After all the excitement of Christmas Day – the presents, the food and time spent with loved ones – the mood will start to sour at 2.13pm on Boxing Day as families begin to grate on one another.
Disagreements over board games, what to watch on TV and politics are among the most common niggles.
Other tensions included having to share a room at night, being asked to look after other family members’ kids and being the only single person in the family.
In fact, the research of 600 adults by Hotels.com found 26 per cent of those aged 18 to 34 have been nagged about being unattached.
And a quarter of younger adults have also faced criticism for not being good with money (25 per cent) and not having a better job (25 per cent).
Emma Tagg of Hotels.com said, “With Grandma giving you the ‘why are you still single?’ side eye, your constant ‘availability’ for babysitting and the ongoing questions about your lack of savings, festive family gatherings can all get a bit much.”

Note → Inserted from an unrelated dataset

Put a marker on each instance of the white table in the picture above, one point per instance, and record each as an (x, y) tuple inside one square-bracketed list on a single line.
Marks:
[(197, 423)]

Other struggles at Christmas include being surrounded by ‘perfect’ couples, enduring public displays of affection and having to entertain noisy kids rather than take it easy.
Four in 10 of all those polled admit they tend to get to a point when they can’t bear to spend any more time with their family.
Sadly, one in 10 admit they only stay with their family at Christmas because they have nowhere else to go, while a fifth said the alternative of having to stay in a hotel would be too expensive.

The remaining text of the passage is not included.